3, 6, Good luck. All I can say is the Republican candidate did not show nor have I seen any active campaigning in this neighborhood. As a result I know nothing about him.

I personally found the Democratic candidates refreshing, lively, and human. I look forward to Eric Gioia moving on to bigger things and having the neighborhood return to having a down to earth Councilman who is in touch with the needs of real people and businesses.

#7 Anonymous / 2 years, 5 months ago

Sorry, but I wanted to get back to #1 & 2. How was I so misled that Gantry Park was going to be such a wonderful open area on the waterfront? I also heard that one more building is going up in the other part of the ‘great lawn’ behind those wonderful areas with the red chairs. Such a shame that so quickly something so great is dangled in front of us and then taken away. Does anyone know how tall that building will be?

#8 Anonymous / 2 years, 5 months ago

8, Um that’s why it’s important to elect a representative who will not be mugging for the camera while everyone’s interests are sold down the river.

#9 Anonymous / 2 years, 5 months ago

And we will be losing the new soccer field for a while. Seems the remediation was not properly done. The VOCs are off the charts So it all has to be dug up again. Another fine example of a community giveback. Guess who is going to get the bill! Taxpayer’s. So we will end up paying for something that was promised in exchange for more density and height.

#10 Anonymous / 2 years, 5 months ago

#5 what was the misrepresentation? They all said they are in favor of legislating mandatory arbitration in commercial disputes. Maybe the intent of helping some “good” tenants is noble, but the reality is the legislation would hurt “good” owners, some of whom have invested greatly in the neighborhood (both financially and through community ties). Also people will be much less likely to invest in commercial space if control of the property is taken out of their hands.

If the tenant’s ability to pay is taken into account in arbitrating decisions, then every property owner is going to close down their property in the hopes of finding a Starbucks-like tenant. This would be a disaster for start-ups and non-profits looking for space.

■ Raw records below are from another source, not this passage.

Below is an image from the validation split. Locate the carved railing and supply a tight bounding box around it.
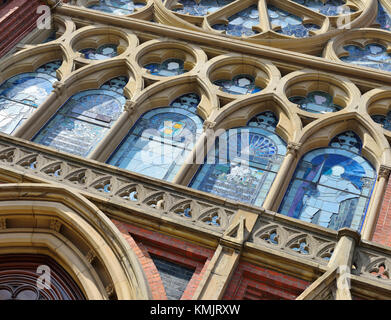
[0,133,391,286]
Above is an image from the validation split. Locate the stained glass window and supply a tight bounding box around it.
[108,93,203,181]
[190,111,286,207]
[376,1,391,31]
[212,5,259,37]
[371,111,391,130]
[293,0,354,16]
[267,5,320,38]
[144,59,188,77]
[173,0,235,16]
[33,77,128,156]
[340,43,391,71]
[289,91,342,113]
[88,0,145,15]
[279,131,376,230]
[0,61,62,134]
[213,74,262,94]
[80,44,118,60]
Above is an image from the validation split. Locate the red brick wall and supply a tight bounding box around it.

And I did not hear from any of the three any real signs of consideration of the possible down side to the legislation.

It is similar to addressing all complaints regarding shortcomings in schools, parks, open spaces, affordable space, etc. by saying that big bad developers should fix everything. It’s a nice message to the voters that everything can be fixed with no pain on their part. If the reality turns out over the ensuing years that developers don’t build and property owners don’t rent and problems get worse, the candidates don’t care because they’ll be in office or finished their terms before the problems really escalate.

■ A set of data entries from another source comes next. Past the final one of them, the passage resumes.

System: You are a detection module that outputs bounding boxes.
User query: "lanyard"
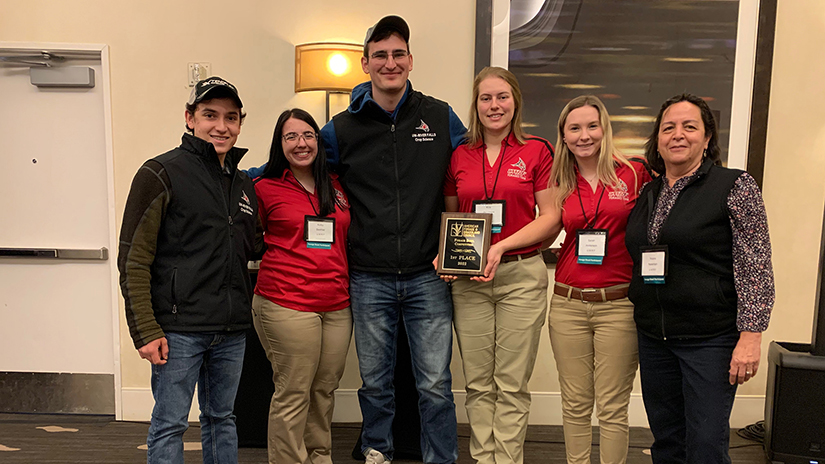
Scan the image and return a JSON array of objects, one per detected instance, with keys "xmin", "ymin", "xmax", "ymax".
[
  {"xmin": 576, "ymin": 177, "xmax": 605, "ymax": 229},
  {"xmin": 481, "ymin": 142, "xmax": 507, "ymax": 200},
  {"xmin": 292, "ymin": 174, "xmax": 318, "ymax": 217}
]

#11 Anonymous / 2 years, 5 months ago

You miss the point # 11. We will end up with entirety chain stores if the rights of the 20 year old business that are a staple in the community are threatened by quadrupling rent. It’s one thing to increase rent along with inflation, and another to use financial attrition as a means to get rid of a business that has loyally served the community.

#12 Anonymous / 2 years, 5 months ago

Who is to decide what businesses are staples to the community? We’ve had a lot of strip joints, chop shops. etc. around for years. What if an art gallery or non-profit wants to move into these spaces and pay more rent? For many years this country has operated fine with idea that owners own and control property and commercial renters get the space during term of the lease. This leads to some problems for sure, but trying to fix things through mandatory arbitration will lead to worse problems.

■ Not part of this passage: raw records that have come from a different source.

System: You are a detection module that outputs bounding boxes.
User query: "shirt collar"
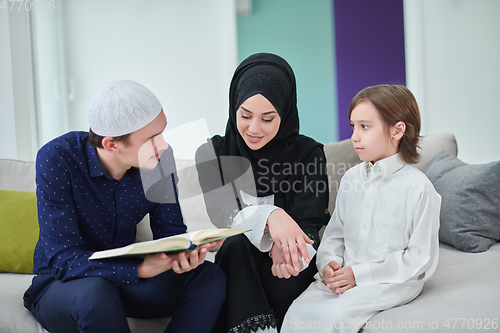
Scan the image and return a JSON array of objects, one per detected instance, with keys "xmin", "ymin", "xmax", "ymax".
[
  {"xmin": 85, "ymin": 140, "xmax": 106, "ymax": 178},
  {"xmin": 365, "ymin": 154, "xmax": 406, "ymax": 180}
]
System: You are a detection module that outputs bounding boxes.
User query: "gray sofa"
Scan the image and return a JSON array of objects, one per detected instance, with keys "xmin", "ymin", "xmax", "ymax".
[{"xmin": 0, "ymin": 133, "xmax": 500, "ymax": 333}]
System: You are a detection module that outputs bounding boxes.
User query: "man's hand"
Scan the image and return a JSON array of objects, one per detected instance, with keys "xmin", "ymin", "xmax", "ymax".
[
  {"xmin": 271, "ymin": 244, "xmax": 299, "ymax": 279},
  {"xmin": 323, "ymin": 261, "xmax": 356, "ymax": 295},
  {"xmin": 137, "ymin": 240, "xmax": 222, "ymax": 278},
  {"xmin": 267, "ymin": 209, "xmax": 314, "ymax": 273}
]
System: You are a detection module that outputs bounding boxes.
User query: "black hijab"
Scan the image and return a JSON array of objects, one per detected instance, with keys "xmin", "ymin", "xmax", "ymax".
[{"xmin": 212, "ymin": 53, "xmax": 322, "ymax": 208}]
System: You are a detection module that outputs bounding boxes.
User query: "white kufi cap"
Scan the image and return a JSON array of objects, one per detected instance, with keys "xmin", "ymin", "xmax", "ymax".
[{"xmin": 89, "ymin": 80, "xmax": 162, "ymax": 137}]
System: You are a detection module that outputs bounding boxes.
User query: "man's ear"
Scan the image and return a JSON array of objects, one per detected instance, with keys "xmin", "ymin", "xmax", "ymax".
[
  {"xmin": 391, "ymin": 121, "xmax": 406, "ymax": 141},
  {"xmin": 101, "ymin": 136, "xmax": 119, "ymax": 155}
]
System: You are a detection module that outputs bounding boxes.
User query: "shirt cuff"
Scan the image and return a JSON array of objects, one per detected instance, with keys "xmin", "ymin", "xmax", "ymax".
[
  {"xmin": 299, "ymin": 244, "xmax": 316, "ymax": 272},
  {"xmin": 232, "ymin": 205, "xmax": 281, "ymax": 252}
]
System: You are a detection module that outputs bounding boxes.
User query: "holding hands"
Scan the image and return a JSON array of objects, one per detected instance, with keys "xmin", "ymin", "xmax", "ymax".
[
  {"xmin": 267, "ymin": 209, "xmax": 314, "ymax": 279},
  {"xmin": 323, "ymin": 260, "xmax": 356, "ymax": 295}
]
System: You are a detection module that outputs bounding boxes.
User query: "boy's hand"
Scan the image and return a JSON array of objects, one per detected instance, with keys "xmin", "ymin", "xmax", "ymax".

#13 Anonymous / 2 years, 5 months ago

Sorry 12, lessee have no property “rights” Once your lease term is up the landlord can boot you out and do whatever he wants. It’s his property. Mandatory arbitration is an infringement on a property owners right to do as he sees fit with his land. If any of these so called staples wants to ensure insulate themselves from the effects of rising rents buy a building and set up shop there and you won’t be subject to the capricious demands of landlords.

And so what if we end up with chain stores? If you don’t like chain store then don’t patronize them. They will not make any money and eventually will go out of business. It’s cool to hate on chain stores, but the fact is that they are so popular means that people like them and frequently shop there. If no one liked them they would go out of business,

Why is it these days that government intervention seems to be the answer to everything?

#14 Anonymous / 2 years, 5 months ago

What you are all missing is that this legislation started while Eric Gioia represented us. And this topic never even came into any local public forum.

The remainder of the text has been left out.